De tweewekelijkse column van Journalistiek-student Jelle de Ru, over zijn belevenissen in Aarhus – Denemarken. Deze keer: Jelle probeert avontuurlijk te zijn in Kopenhagen. Waar eindigt dat?
.
Na de eerste maand colleges wordt studeren in het buitenland steeds meer gewoon studeren.
De patronen slijten er al snel in: dezelfde kroeg, dezelfde mensen, zelfde supermarkt en sportschool. Voor je het weet ben je gesetteld in een stad waar je de taal niet spreekt. De eerste twee weken waren vol avontuur en voelde als vakantie, maar als het nieuwe eraf is, dan voelt het al gauw gewoontjes.
Maar ik kwam hier als avonturier, dus ga ik niet voor gewoontjes. Veel internationale studenten hier in Denemarken combineren studeren met korte tripjes, dus ik dacht: dat kan ik ook! Een dagje Legoland was leuk om te sleur te doorbreken, maar bij de Lego-safari waren de dieren voornamelijk van Lego gemaakt en omringd door kleine kinderen, dus het echte avontuurlijke gevoel kreeg ik daar niet. Ik had meer nodig. Zoals één van de grootse denkers van onze hedendaagse geschiedenis sprak: ‘Ik moet effe op vakantie ouwe’ – Lil’ Kleine.’
Gelukkig kwam mijn school zelf met de redding. De Deense School voor Media en Journalistiek had een tripje naar Kopenhagen gepland, voor een fototentoonstelling en lezing. En de school betaalde de reis, die begon op een donderdag. Dus was een weekendje Kopenhagen zo geregeld – dacht ik.
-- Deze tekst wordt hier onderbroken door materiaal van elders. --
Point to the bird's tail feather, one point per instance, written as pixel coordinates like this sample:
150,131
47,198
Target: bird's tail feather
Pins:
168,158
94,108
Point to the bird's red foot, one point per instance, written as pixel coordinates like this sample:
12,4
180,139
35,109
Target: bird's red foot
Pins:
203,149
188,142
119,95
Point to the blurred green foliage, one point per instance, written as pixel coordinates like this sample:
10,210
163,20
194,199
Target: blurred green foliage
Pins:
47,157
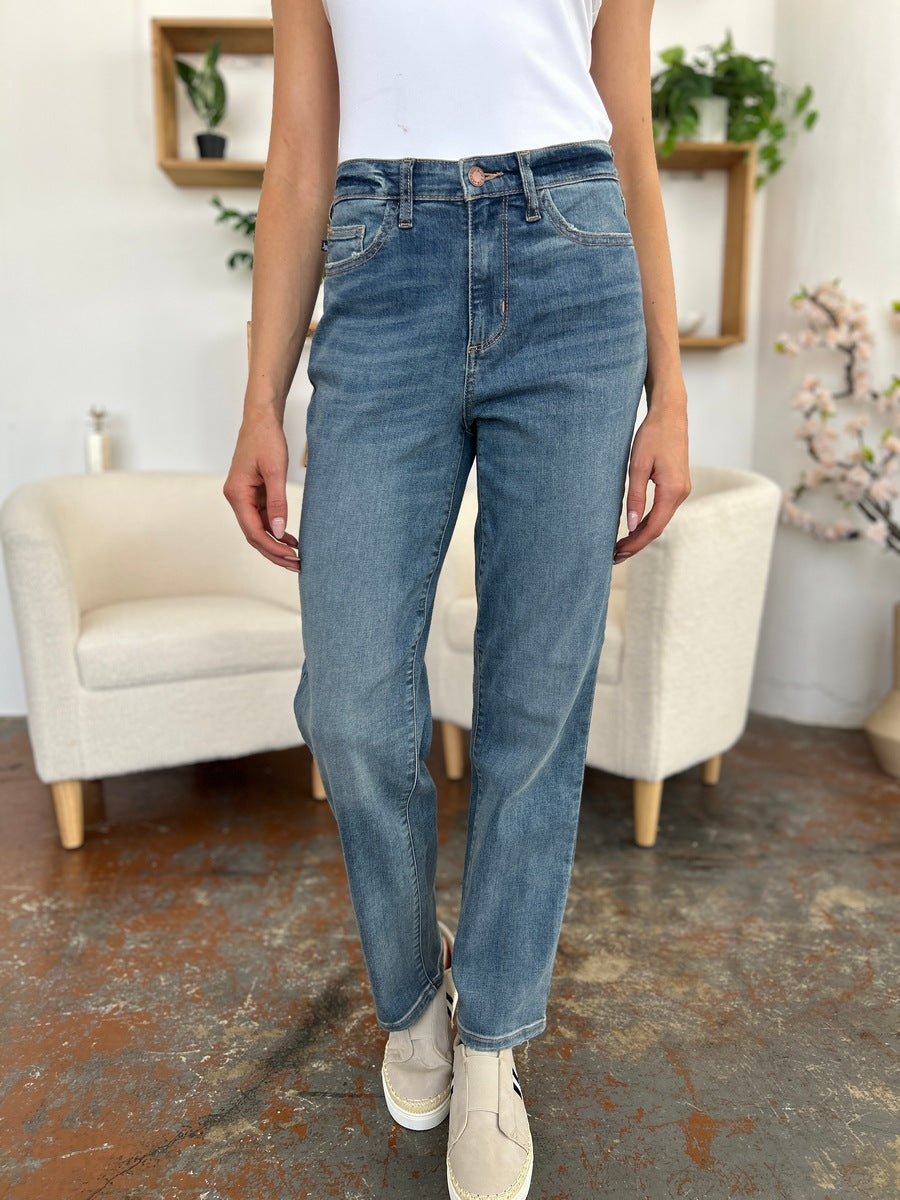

Maar de meeste klasgenoten waren een stuk minder avontuurlijk dan ik, die gingen liever terug naar Aarhus om te studeren. Studeren?! Daarvoor verhuisde ik niet naar het buitenland! Gelukkig kreeg ik één klasgenoot zo ver om een weekendje met mij in een Airbnb-kamer te vertoeven. Op naar de hoofdstad.
Op vakantie hoort de wekker vroeg te gaan. Bij mij ging ie al om vijf uur, het is immers vier uur met de bus naar de Kopenhagen en we moesten om 11 uur op de afgesproken locatie zijn. Omdat ik snakte naar avontuur had ik alles uit handen gegeven. Mijn klasgenoot uit Noorwegen had alles geregeld. Geweldig idee. Onze aansluiting stopte niet bij de goede halte, dus misten we de bus naar Kopenhagen. Dan maar een bus later.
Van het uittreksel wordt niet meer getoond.